[Haskell-cafe] Programming style and XML processing in Haskell

Thu May 13 18:13:49 EDT 2004

After an extended period of procrastination and nipping at the edges of the 
problem, I feel a need to tackle head on the requirement for a "usable" XML 
handling library in Haskell.  As far back as 1999, Malcolm Wallace and 
Colin Runciman observed that "Haskell is a very suitable language for XML 
processing" [1], yet there still does not seem to be a generically useful 
XML handling library, suitable (say) for inclusion as part of a standard 
Haskell compiler library.

Why do I say this?  I have looked at three separate XML libraries, and each 
has problems which I perceive make them unsuitable for the purposes I have 
in mind.  It may be that part of my problem here is a mistaken view of 
Haskell programming style, possible exposure of which is one of my reasons 
for posting this.

My immediate goal is to create an RDF/XML parser, the output from which is 
a data structure representing an RDF graph.  This involves parsing the XML 
to an XML-infoset-like form, then traversing this to extract information 
for the RDF graph.  I want to create a function like this:
     parseRDFXML :: String -> RDFGraph

My XML processing requirements:
(1) basic XML parsing
(2) predefined and character entity handling (&lt; &amp; &#n; etc)
(3) general entity handling (DTD entity definitions and substitutions, per 
internal DTD subset)
(4) easy access to values extracted from XML data (i.e. for XML-to-non-XML 
processing)
(5) XML namespace handling
(6) library usable outside the IO monad (i.e. by functions that return 
non-IO values)

Non-requirements, but maybe nice to have:
(7) parameter entities
(8) External entities
(9) XML/DTD validation

(1)-(4) correspond roughly to the level of support required of XML parsers 
for handling "standalone" documents.

Almost all modern usage of XML that I'm aware of depends to lesser or 
greater degree on on (5).

(8) and (9) are, I think, in conflict with having library functions that 
can be used outside the IO monad, since they require that the parser be 
able to access external data.  (7) is really a helper for DTD-based 
validation, and my own view is that validity checking is better performed 
using XML schema.  Some of the facilities provided by (8) are now being 
addressed by alternative activities that build upon a basic XML (XInclude, 
Binary attachments for SOAP, etc.).

Requirement (6) arises for me because I have adopted a style of programming 
in Haskell that is mostly consisting of pure functions, without recourse to 
monads.  I use parser monads locally as required, and I use IO and state 
monads at the upper levels of my programs to deal with and record the 
program's interaction with the outside world.  It seems to me that this 
approach leads to functions that are easier to pick up and use.  I've found 
that, when using third party libraries, stand-alone functions present an 
easier learning curve compared with libraries that are based around a 
(sometimes complex) monadic state.   Maybe I'm missing something here?

...

Turning to the XML libraries, I've looked at three:
(A) Joe English's HXML parser [2]
(B) HaXml [3]
(C) Haskell Xml Toolbox [4]

(A) HXML is very easy to understand and use, but it does very little more 
than basic XML parsing.  No level of DTD handling is provided, as far as 
I've been able to determine.

(B) HaXML does a little more of what I want, to the extent that it can 
parse DTDs, and even perform some basic validity checking.  I can't find 
anywhere in the code that seems to address substitution of entities defined 
in the DTD, and I'm not sure if it can parse a DTD and XML from the same 
XML file.  There are references in the code to external DTD subsets, but I 
can't see any attempt to implement this.  I have found that the HaXML's 
error handling is rather severe, in that there are a wide of input data 
errors that cause the library to 'error' rather than return a diagnostic value.

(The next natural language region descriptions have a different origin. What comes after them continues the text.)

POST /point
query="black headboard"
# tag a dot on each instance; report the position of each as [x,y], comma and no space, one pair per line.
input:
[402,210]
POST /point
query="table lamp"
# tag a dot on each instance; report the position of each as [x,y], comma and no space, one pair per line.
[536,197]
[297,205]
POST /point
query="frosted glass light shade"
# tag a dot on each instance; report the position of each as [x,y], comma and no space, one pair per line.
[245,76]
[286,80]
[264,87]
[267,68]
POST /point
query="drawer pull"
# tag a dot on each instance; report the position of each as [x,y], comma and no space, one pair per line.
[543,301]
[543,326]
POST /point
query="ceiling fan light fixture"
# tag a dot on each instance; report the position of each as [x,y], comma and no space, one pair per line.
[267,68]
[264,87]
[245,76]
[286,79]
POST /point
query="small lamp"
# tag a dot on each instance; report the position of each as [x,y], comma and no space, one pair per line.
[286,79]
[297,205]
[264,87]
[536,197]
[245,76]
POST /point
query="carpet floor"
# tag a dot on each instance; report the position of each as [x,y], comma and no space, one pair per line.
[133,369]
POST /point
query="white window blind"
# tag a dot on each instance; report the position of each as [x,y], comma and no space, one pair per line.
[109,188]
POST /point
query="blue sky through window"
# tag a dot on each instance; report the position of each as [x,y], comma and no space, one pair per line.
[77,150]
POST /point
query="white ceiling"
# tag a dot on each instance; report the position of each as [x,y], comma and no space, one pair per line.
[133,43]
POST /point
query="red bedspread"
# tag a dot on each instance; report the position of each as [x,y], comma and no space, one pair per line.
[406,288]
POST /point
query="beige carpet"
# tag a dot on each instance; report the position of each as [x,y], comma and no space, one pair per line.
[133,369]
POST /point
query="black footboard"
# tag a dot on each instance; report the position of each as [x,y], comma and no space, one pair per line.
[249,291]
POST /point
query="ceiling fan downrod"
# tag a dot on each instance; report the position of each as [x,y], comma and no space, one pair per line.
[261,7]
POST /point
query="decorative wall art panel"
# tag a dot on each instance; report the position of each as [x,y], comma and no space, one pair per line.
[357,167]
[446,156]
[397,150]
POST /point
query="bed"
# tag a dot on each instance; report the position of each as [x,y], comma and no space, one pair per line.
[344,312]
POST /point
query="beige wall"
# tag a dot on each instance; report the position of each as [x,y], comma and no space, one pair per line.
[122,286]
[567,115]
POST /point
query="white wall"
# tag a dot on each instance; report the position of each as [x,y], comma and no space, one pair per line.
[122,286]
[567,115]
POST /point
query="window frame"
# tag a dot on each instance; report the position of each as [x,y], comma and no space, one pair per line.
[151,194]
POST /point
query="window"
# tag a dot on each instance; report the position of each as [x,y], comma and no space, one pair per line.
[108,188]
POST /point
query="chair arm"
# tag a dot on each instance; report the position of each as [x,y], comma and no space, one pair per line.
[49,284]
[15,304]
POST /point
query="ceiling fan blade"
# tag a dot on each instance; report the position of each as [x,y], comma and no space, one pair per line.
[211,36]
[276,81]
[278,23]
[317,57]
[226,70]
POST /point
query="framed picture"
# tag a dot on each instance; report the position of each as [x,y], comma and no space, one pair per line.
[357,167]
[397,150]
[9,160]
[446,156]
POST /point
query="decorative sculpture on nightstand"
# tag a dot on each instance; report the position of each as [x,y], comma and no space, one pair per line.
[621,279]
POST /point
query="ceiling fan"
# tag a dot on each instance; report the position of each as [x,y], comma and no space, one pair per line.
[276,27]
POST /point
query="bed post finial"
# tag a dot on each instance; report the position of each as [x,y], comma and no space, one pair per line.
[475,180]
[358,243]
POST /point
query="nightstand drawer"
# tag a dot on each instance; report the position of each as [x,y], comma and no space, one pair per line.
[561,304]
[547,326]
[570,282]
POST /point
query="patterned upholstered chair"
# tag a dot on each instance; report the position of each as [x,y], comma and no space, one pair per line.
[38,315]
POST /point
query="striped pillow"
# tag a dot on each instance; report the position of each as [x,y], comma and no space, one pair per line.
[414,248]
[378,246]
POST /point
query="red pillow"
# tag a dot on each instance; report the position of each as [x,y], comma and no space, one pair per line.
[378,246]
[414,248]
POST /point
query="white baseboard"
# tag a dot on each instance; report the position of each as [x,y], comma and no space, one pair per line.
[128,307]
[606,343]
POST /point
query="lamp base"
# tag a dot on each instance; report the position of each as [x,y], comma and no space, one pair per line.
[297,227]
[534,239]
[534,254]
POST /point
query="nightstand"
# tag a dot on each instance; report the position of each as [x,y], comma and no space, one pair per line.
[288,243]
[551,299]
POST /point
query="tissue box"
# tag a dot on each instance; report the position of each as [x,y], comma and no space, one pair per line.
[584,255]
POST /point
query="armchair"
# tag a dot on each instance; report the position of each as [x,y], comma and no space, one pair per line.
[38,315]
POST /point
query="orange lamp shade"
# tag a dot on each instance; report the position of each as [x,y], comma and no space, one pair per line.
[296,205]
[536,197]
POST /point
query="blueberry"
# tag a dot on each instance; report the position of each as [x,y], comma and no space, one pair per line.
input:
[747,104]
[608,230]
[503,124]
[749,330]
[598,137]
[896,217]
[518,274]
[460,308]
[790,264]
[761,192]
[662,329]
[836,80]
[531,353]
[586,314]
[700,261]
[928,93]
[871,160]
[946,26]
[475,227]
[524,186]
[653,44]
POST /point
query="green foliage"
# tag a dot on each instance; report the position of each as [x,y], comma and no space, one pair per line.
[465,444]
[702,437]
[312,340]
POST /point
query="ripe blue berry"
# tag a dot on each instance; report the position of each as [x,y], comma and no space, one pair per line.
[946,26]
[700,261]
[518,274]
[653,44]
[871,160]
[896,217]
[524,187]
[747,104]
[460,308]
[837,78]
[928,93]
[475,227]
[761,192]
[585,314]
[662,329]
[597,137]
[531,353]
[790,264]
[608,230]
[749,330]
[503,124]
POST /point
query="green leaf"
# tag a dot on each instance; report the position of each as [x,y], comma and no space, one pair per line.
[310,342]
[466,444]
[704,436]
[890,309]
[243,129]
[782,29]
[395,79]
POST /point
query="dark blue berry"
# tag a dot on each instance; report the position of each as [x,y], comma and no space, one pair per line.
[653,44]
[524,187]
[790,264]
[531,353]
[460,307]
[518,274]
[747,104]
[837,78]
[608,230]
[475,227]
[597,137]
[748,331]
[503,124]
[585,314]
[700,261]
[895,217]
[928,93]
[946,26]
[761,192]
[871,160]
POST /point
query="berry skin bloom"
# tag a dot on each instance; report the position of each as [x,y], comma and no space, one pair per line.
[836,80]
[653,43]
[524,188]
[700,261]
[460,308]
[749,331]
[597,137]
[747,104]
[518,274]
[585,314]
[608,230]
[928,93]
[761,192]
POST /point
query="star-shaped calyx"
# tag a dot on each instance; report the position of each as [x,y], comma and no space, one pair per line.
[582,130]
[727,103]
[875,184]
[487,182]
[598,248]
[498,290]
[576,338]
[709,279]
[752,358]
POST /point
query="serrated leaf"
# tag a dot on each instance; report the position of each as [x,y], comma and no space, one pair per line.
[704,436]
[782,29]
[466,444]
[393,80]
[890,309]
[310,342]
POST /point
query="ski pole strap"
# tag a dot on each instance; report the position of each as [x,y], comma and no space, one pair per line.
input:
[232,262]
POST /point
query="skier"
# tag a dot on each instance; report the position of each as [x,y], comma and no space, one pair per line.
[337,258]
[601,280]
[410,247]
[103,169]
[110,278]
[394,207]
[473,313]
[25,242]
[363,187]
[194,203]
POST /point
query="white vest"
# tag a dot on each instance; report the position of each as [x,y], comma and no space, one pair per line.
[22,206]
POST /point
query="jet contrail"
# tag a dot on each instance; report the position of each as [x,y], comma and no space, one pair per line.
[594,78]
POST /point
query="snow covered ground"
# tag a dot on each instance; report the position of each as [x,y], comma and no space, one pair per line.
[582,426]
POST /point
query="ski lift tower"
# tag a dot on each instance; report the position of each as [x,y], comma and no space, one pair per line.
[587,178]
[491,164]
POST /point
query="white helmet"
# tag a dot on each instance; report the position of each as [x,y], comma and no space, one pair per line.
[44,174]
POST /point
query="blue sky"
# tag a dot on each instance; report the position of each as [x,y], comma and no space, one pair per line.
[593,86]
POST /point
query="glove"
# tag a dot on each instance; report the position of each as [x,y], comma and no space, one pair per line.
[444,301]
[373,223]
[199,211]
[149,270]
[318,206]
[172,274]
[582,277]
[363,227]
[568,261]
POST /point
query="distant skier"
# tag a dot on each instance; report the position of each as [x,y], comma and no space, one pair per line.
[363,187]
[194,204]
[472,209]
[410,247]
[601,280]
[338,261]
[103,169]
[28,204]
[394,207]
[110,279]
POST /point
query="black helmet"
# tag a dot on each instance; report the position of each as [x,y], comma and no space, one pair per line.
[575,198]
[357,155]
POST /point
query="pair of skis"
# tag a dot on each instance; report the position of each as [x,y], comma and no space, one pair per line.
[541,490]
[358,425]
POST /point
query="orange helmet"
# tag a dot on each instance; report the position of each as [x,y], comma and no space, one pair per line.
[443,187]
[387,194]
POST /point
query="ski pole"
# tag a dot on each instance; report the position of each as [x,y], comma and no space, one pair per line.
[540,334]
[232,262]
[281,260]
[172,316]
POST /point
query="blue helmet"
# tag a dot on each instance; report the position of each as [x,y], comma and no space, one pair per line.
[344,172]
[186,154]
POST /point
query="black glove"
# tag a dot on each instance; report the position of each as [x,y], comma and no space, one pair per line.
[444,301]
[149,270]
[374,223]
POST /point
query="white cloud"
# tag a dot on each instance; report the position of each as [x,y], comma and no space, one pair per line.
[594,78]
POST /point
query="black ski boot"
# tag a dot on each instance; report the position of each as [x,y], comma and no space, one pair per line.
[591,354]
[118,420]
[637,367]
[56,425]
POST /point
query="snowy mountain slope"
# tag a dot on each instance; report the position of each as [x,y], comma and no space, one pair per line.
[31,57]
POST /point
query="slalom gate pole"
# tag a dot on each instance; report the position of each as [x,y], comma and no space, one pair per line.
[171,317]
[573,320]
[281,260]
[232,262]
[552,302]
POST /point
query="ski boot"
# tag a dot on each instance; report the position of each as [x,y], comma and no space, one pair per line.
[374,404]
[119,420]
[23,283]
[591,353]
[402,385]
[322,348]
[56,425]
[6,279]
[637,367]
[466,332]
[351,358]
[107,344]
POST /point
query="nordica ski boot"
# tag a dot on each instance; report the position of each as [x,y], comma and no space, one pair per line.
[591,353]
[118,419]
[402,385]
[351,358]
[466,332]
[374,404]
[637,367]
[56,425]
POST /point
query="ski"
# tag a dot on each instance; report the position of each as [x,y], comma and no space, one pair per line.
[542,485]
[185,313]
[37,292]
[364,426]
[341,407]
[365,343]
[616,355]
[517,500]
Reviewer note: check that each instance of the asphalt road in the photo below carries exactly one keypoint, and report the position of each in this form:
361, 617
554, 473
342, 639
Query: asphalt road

(C) Haskell Xml Toolbox is the most functional package (being the only 
package with XML namespace support) and also the most difficult to 
use.  Unfortunately, it seems that much of the DTD functionality (needed 
for expanding general entities) is performed I/O monad, as it is part of 
the code than performs validation, which, as noted above, needs access to 
external resources.

My biggest problem with this package is that it seems to be very difficult 
and unwieldy to use as part of another library:  much of the code seems to 
be oriented toward creating complete programs for XML-to-XML 
transformations of various kinds.

I've a view that XML namespace support should be quite easy to graft onto 
either of the other packages, given an extension to the data type used to 
describe nodes and elements.  Over the past couple of months, I've been 
wavering between pushing ahead with (B) or (C).  Both have problems, and 
either would require significant effort on my part.

If I use (C), it involves the least amount of new code, but I think I would 
find myself ripping out chunks of code to create functions that I can use 
outside the IO monad, which would effectively fork the codebase.

If I use (B), I need to address the error handling problem, though I think 
I know roughly how to do that (I already made a start;  details below).   A 
previous problem I had was that the HaXML code needs CPP preprocessing, 
which was problematic for me, but since then a simple CPP-equivalent in 
Haskell has been implemented so I think I can work around that problem.  I 
think I'd need to write new code to deal with entity substitution and 
namespaces, but I think both of those could be implemented as filters that 
layer on top of the basic package.

So the pendulum swings again, and I now think that HaXML is looking like 
the most promising base for further development.

...

What do I think an XML library for Haskell should look like?   The 
component's I'd like to see would look something like this:

     XML parser :: String ---> (internal representation)
         |                       \
         |                        -----> IO function to perform full validation
         |                               and external DTD handling [optional]
         v
     XML filter combinators --+--> entity substitution logic
         |                    +--> namespace handling
         |                    +--> XSLT processing [optional, for now **]
         v
     DOM-like read-only interface for access to data at level comparable to
     XML infoset (used to avoid dependency between applications that use
     infoset data and details of the internal representation used.)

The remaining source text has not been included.